Está o lisboeta muito bem na sua rua, por exemplo na Av. Cidade de Luanda, ou na Av. De Pádua e em todo o bairro dos Olivais, e chega uma equipa ao serviço da Câmara. Os funcionários cortam a rua e atafulham a mesma com viaturas das obras. Isto sem qualquer aviso prévio nem sinalização. Deixam uma montanha negra, camuflada, no alcatrão, uma armadilha mortal, sem avisos de redução de velocidade, sem sinais de lomba, absolutamente nada.

Passadas umas semanas, depois de destruídas umas quantas suspensões, partidos uns “carters”, provocados diversos rebentamentos de pneus e outros acidentes, de que as pessoas já nem reclamam, como se valesse a pena reclamar junto da edilidade, resolvem colocar umas pinturas sumárias e uns triângulos provisórios mesmo em cima das referidas montanhas.
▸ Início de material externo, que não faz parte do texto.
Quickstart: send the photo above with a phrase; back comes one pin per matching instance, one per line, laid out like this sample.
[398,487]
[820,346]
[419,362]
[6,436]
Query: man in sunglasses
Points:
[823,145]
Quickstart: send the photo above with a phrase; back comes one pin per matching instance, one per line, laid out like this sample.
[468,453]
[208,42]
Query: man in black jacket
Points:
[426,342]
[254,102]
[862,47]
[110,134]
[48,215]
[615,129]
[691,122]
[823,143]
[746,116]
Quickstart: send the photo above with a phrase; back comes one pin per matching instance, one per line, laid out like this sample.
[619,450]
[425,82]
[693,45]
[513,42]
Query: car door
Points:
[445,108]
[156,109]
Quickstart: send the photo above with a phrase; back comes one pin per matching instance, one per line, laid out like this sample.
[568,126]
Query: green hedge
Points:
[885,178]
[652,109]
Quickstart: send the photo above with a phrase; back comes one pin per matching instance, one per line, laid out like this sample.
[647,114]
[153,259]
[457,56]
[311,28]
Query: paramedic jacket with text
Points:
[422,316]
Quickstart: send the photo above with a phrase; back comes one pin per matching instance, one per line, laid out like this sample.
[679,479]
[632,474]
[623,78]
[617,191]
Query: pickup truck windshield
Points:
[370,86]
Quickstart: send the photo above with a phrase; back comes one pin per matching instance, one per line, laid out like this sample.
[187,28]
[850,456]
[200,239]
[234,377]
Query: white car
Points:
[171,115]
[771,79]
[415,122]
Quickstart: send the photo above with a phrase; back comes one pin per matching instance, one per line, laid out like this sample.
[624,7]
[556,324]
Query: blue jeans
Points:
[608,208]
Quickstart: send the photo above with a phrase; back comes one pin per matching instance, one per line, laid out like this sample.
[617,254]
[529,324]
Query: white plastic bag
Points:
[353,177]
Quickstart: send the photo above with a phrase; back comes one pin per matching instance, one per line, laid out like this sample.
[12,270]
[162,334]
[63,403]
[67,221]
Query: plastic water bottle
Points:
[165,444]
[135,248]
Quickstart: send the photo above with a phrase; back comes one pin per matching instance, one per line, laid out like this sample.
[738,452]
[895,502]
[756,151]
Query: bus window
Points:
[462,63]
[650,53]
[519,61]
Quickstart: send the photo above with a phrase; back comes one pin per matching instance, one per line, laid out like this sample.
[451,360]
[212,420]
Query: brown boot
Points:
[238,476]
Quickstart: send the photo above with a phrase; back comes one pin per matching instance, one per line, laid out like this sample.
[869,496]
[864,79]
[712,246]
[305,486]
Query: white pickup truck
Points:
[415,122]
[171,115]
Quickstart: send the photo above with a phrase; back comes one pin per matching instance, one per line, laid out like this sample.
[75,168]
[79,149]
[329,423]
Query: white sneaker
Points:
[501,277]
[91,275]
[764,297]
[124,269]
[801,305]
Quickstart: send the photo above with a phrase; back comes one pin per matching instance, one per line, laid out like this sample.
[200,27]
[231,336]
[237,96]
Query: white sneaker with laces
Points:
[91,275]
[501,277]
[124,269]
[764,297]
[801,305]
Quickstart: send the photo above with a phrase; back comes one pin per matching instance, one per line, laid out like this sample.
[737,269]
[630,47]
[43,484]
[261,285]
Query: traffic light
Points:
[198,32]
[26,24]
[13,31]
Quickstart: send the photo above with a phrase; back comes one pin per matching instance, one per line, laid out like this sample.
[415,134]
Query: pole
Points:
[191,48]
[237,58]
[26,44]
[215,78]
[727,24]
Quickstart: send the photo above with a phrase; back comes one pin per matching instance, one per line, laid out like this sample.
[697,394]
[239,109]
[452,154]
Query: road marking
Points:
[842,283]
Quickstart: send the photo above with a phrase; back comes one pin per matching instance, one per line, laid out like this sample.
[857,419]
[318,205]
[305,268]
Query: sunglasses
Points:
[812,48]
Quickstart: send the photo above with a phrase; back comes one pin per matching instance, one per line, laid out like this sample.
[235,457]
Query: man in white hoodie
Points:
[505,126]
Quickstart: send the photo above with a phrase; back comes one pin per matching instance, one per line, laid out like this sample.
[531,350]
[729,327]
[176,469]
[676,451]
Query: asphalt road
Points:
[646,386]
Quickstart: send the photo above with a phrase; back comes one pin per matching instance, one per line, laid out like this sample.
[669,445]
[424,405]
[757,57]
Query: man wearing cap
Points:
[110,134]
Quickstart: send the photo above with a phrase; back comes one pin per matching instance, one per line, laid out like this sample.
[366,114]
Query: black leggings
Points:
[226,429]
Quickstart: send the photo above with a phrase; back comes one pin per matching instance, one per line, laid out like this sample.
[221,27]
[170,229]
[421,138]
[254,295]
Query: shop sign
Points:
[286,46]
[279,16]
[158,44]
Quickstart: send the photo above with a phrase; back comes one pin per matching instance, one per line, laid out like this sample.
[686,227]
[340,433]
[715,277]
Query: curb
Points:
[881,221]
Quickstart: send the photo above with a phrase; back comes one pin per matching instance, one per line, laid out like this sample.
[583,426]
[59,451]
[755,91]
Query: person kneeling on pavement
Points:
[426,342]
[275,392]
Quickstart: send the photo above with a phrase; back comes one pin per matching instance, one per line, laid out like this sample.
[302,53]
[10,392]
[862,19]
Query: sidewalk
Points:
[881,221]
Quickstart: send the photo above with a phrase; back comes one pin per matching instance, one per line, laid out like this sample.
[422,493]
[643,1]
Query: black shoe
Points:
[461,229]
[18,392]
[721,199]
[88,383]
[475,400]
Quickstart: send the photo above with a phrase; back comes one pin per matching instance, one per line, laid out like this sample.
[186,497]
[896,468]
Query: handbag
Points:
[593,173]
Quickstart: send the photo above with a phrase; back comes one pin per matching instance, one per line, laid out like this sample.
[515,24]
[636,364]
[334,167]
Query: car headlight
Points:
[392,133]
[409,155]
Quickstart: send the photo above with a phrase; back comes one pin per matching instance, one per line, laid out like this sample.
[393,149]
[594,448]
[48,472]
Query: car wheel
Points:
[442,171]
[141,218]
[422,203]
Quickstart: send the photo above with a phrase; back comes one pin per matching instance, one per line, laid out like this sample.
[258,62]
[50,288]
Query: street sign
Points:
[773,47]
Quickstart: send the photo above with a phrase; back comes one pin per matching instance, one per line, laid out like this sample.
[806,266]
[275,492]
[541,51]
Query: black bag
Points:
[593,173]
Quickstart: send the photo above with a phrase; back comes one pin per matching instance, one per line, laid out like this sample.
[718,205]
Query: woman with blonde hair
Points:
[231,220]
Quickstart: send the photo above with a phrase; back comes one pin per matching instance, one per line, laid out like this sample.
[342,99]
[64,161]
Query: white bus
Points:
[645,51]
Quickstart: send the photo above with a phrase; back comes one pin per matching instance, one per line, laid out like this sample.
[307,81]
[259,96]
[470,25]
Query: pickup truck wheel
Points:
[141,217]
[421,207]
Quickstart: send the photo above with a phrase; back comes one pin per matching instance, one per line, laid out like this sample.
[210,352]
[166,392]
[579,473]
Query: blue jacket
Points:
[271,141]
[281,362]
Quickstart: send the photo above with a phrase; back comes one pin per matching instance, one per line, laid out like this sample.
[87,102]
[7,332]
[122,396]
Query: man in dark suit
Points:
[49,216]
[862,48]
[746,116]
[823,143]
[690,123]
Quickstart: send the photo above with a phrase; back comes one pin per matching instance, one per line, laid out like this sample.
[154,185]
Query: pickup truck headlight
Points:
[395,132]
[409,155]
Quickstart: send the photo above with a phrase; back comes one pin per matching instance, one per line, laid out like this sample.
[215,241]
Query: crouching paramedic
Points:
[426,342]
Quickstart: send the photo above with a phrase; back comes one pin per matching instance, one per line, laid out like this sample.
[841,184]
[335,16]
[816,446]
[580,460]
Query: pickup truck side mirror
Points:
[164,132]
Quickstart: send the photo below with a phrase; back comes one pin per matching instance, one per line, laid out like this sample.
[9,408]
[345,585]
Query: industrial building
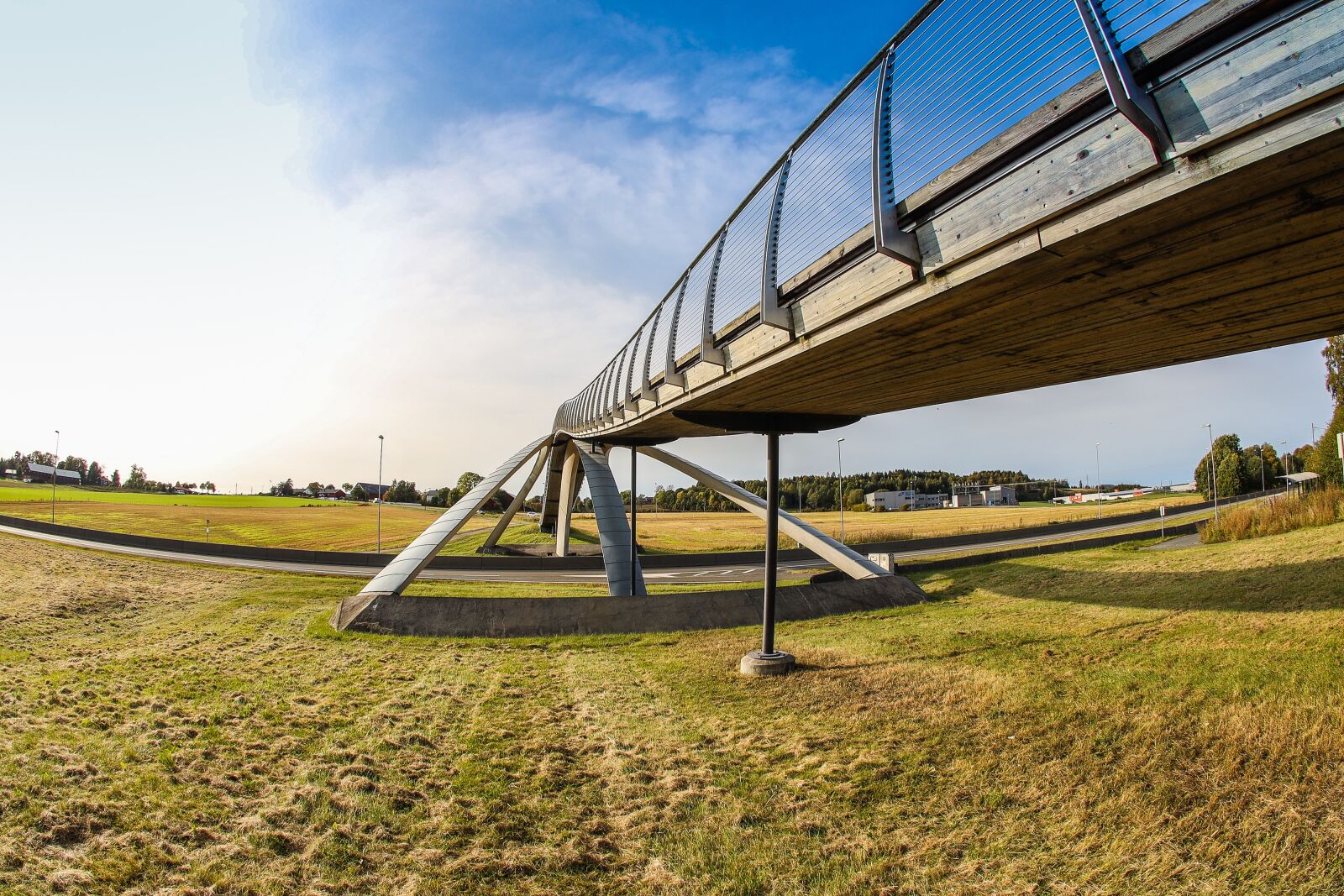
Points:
[906,500]
[42,473]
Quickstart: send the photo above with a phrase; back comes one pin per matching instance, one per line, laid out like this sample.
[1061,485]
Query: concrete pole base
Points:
[766,664]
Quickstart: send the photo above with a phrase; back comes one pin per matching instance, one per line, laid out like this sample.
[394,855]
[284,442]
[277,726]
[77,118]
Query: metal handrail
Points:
[974,85]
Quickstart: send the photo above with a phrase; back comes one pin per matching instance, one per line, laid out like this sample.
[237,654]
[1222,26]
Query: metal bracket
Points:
[770,312]
[647,390]
[671,375]
[889,238]
[632,398]
[615,403]
[1129,98]
[710,352]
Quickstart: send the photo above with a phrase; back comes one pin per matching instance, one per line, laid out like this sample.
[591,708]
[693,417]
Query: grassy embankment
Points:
[1284,513]
[304,523]
[1101,721]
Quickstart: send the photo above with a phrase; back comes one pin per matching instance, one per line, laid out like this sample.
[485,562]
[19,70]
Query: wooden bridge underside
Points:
[1234,244]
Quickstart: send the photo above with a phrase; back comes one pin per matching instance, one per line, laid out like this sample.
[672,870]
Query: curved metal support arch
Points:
[517,504]
[407,564]
[837,555]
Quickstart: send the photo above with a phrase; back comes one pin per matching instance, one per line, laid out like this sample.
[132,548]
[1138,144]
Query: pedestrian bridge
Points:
[1011,194]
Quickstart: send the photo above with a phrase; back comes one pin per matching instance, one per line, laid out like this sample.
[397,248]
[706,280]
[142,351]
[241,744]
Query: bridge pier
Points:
[768,661]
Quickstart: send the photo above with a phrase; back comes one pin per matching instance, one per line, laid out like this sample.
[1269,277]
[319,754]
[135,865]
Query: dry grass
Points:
[696,532]
[1284,513]
[312,526]
[1104,721]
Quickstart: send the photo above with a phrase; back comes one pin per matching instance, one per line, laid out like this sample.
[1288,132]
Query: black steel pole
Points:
[772,539]
[635,530]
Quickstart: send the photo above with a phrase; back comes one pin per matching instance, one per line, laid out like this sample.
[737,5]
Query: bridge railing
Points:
[958,74]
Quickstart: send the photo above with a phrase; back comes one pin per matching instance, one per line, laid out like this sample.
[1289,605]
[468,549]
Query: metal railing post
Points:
[1129,98]
[710,352]
[671,375]
[770,312]
[889,238]
[647,390]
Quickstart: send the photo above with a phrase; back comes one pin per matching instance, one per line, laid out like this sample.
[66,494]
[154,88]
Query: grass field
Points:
[1100,721]
[234,519]
[690,532]
[327,526]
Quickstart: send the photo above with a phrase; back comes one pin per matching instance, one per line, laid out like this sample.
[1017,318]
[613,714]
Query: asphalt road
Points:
[689,574]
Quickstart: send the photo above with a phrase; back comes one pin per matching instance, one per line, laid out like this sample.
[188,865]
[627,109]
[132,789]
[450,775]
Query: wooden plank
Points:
[1292,65]
[1099,159]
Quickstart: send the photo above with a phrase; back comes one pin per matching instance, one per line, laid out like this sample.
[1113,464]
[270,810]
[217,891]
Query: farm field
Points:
[692,532]
[255,520]
[1099,721]
[304,523]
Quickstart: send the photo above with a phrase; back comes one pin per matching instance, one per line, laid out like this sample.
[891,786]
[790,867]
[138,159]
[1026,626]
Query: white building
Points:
[991,496]
[906,500]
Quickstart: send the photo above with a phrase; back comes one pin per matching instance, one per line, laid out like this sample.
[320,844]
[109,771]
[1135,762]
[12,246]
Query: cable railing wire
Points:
[961,73]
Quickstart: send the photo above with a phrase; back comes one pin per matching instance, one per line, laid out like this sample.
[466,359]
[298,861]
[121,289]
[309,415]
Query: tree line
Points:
[1238,470]
[94,474]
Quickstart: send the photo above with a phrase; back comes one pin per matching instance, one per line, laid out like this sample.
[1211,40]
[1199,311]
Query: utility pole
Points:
[840,466]
[1099,479]
[1213,468]
[55,459]
[380,497]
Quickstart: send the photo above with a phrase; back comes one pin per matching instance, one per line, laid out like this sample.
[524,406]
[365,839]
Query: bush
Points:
[1283,513]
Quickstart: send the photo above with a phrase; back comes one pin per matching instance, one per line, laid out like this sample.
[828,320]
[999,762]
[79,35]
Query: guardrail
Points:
[958,74]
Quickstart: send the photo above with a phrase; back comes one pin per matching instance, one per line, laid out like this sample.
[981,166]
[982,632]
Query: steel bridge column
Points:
[492,539]
[569,492]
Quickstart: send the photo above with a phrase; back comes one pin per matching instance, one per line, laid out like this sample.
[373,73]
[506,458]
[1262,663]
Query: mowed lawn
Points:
[1102,721]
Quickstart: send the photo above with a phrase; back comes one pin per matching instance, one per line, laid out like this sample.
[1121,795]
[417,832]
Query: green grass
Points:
[1100,721]
[35,492]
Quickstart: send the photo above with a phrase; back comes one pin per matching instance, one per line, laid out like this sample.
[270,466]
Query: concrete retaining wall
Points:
[533,617]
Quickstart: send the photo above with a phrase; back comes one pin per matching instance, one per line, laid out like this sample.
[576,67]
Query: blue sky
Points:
[233,199]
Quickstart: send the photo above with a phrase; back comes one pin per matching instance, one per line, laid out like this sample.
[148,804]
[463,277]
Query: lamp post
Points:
[840,466]
[55,458]
[1099,479]
[1213,468]
[380,497]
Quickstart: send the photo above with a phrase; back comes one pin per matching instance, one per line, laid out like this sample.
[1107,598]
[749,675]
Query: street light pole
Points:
[840,466]
[1288,465]
[380,497]
[1099,479]
[1213,468]
[55,458]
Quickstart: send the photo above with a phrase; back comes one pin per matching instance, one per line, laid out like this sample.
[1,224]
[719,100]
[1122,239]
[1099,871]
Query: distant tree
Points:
[136,481]
[402,492]
[1229,477]
[1334,355]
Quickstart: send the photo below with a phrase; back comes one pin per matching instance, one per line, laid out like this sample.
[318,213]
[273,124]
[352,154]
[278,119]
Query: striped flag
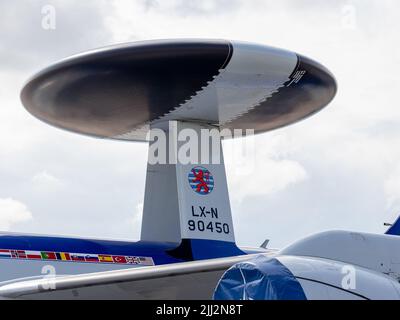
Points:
[5,253]
[103,258]
[63,256]
[91,258]
[33,255]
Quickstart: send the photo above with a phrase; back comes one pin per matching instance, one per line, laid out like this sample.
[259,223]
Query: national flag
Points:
[104,258]
[21,254]
[48,256]
[91,258]
[77,257]
[63,256]
[33,255]
[147,261]
[119,259]
[5,253]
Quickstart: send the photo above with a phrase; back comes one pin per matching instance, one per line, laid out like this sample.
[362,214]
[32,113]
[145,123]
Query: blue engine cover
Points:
[261,278]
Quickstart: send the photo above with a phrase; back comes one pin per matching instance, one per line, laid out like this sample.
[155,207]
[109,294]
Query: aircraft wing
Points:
[186,280]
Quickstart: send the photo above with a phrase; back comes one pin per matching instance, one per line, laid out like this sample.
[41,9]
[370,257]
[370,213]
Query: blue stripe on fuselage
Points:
[156,250]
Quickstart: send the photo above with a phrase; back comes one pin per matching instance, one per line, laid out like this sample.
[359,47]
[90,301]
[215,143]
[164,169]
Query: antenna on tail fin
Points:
[121,92]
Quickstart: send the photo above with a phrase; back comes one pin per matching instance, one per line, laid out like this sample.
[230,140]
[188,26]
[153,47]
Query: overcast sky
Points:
[339,169]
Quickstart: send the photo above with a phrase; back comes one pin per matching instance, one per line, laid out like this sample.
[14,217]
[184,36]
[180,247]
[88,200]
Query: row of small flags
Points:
[77,257]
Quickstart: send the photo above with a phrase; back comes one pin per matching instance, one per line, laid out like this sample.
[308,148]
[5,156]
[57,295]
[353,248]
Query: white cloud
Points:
[392,189]
[46,181]
[336,169]
[12,212]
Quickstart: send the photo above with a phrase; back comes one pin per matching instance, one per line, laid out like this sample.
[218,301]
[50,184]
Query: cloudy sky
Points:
[339,169]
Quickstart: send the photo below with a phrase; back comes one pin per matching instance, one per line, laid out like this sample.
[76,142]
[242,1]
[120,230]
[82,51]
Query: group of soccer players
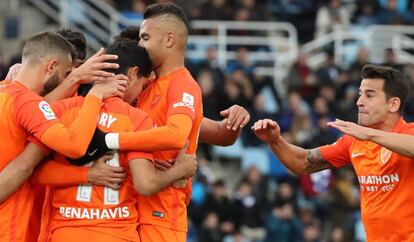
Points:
[137,101]
[143,189]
Passados mais uns dias lá acabam de pintalgar as novas passadeiras, no meio de passadeiras existentes e conhecidas, algumas a menos de trinta metros, em que não fizeram absolutamente nada.

No que diz respeito às vias fulcrais de circulação, como a Av. Cidade de Luanda ou a Av. de Pádua, não foi colocado qualquer sinal de redução de velocidade. Ou seja, espera-se que o pacato cidadão circule desprevenido a cinquenta quilómetros por hora, que parece ser ainda o limite de velocidade em Lisboa por força do Código da Estrada, e espatife o carro na novel passadeira, pois todo o carro normal que passa a mais de dez tem incluído bilhete para o sucateiro.

É uma solução económica que destrói automóveis e mata peões aliviando a segurança social. Segundo estatísticas europeias, é uma solução que provoca mais acidentes do que as vulgares passadeiras sem semáforo e muitíssimos mais acidentes do que as passadeiras com semáforos. É a batalha do senso comum contra a estatística e, na câmara municipal de Lisboa presidida pelo inefável “Gandhi” lisboeta, o mesmíssimo António Costa que será o próximo primeiro-ministro de Portugal, vence o senso comum, o que aliás é a tónica dominante da governação portuguesa.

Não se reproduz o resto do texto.